Re: German Umlauts / UTF8 with comparse
Yes, this helps. Kind of ;-) ... using the character set char-set:alphabetic, my umlauts are now parsed. But I don't get them back in my result, at least not as printable characters. Instead, the following happens, and utterly confuses me: #;2> (define s3 (parse letters (string->list s))) #;3> s3 "Gnsesger" #;4> (string-length s3) 6 #;5> (string->list s3) (#\G #\x4bb3 #\e #\s #\x49e5 #\r) #;6> (list->string (string->list s3)) "G䮳es䧥r" So, I put the parse result into 's3'. Printing it, I read an eight character string, namely the one I want, minus my beloved umlauts. 'string-length' returns that string to be six characters long, and 'string->list' gives me exactly that, swallowing still other ASCII characters of my string and reversing that using 'list->string' includes Chinese ... even though '(list->string (string->list s1))', with my pure ASCII string, reverses without fault.

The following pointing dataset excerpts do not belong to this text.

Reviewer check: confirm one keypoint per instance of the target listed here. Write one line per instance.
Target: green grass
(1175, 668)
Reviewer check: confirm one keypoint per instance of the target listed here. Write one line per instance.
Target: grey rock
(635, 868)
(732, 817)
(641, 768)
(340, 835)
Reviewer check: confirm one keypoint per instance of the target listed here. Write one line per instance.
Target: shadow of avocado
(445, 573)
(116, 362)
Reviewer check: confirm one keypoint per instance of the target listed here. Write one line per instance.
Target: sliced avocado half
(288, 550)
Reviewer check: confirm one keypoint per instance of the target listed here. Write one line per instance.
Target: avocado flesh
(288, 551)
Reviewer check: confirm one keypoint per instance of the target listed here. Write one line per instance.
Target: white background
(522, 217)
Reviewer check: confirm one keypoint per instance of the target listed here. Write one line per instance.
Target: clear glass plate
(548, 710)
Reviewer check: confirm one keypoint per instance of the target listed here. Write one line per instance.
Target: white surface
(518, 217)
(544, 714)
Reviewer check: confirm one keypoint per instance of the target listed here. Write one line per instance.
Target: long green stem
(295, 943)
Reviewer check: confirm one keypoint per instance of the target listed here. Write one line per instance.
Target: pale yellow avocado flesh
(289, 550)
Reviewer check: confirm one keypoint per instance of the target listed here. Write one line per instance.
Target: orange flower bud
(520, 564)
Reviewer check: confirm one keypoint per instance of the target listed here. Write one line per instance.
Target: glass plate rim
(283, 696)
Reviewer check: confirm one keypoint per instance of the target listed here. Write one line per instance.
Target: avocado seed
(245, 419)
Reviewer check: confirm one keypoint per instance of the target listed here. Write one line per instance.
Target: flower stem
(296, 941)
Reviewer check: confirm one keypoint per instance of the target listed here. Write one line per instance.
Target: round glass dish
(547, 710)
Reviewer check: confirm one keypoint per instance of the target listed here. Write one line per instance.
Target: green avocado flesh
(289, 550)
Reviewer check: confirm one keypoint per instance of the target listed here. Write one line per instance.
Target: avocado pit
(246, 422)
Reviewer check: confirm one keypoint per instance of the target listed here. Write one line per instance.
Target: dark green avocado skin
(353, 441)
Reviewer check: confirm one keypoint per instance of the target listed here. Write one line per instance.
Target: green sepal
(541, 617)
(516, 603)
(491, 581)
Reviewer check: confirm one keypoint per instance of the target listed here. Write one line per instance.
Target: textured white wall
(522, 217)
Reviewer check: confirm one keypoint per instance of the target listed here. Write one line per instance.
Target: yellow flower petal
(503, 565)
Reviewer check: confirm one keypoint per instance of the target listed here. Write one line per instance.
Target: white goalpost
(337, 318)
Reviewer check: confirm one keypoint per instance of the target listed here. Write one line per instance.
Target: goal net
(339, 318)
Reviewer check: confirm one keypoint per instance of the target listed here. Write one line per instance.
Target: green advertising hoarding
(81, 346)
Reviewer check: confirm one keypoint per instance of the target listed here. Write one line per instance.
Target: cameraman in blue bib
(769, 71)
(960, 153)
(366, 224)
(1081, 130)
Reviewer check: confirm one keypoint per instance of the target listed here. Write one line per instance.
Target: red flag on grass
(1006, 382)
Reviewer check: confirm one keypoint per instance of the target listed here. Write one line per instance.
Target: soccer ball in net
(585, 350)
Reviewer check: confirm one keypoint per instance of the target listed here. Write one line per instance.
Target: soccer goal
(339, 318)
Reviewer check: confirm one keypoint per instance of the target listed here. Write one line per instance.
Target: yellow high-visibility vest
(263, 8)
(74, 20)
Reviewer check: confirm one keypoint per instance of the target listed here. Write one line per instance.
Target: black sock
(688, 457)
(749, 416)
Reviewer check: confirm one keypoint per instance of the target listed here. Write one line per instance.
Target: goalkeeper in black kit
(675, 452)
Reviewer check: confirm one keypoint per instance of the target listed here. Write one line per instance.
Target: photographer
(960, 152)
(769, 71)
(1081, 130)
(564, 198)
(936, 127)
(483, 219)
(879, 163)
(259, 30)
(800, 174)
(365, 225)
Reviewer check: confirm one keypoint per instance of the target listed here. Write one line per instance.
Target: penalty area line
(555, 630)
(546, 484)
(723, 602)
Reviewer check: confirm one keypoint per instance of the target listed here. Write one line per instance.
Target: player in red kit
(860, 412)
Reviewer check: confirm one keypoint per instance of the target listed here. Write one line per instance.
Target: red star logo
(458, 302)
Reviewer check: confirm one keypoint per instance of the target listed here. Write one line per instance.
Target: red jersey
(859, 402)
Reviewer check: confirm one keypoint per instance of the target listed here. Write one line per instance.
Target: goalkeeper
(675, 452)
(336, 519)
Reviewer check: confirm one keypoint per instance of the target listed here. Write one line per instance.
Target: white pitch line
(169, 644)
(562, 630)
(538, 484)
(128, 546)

I guess I have some problems understanding some utf8 concepts?! /Christoph On Mon, Feb 17, 2020 at 3:38 PM wrote: > Christoph Lange wrote: > > meaning, that the ä isn't recognized as being a letter within the > > 'char-set:letter'. > > The utf8 egg’s srfi-14 character sets are designed to be compatible with > the original srfi-14 and only contain ASCII characters, as stated in the > documentation: > https://wiki.call-cc.org/eggref/5/utf8#unicode-char-sets > “The default SRFI-14 char-sets are defined using ASCII-only characters” > > You might want to import the unicode-char-sets module, and use one of its > sets, like char-set:alphabetic. > > I hope this helps. :) > -- Christoph Lange Lotsarnas Väg 8 430 83 Vrångö
Re: German Umlauts / UTF8 with comparse
Christoph Lange wrote: > meaning, that the ä isn't recognized as being a letter within the > 'char-set:letter'. The utf8 egg’s srfi-14 character sets are designed to be compatible with the original srfi-14 and only contain ASCII characters, as stated in the documentation: https://wiki.call-cc.org/eggref/5/utf8#unicode-char-sets “The default SRFI-14 char-sets are defined using ASCII-only characters” You might want to import the unicode-char-sets module, and use one of its sets, like char-set:alphabetic. I hope this helps. :)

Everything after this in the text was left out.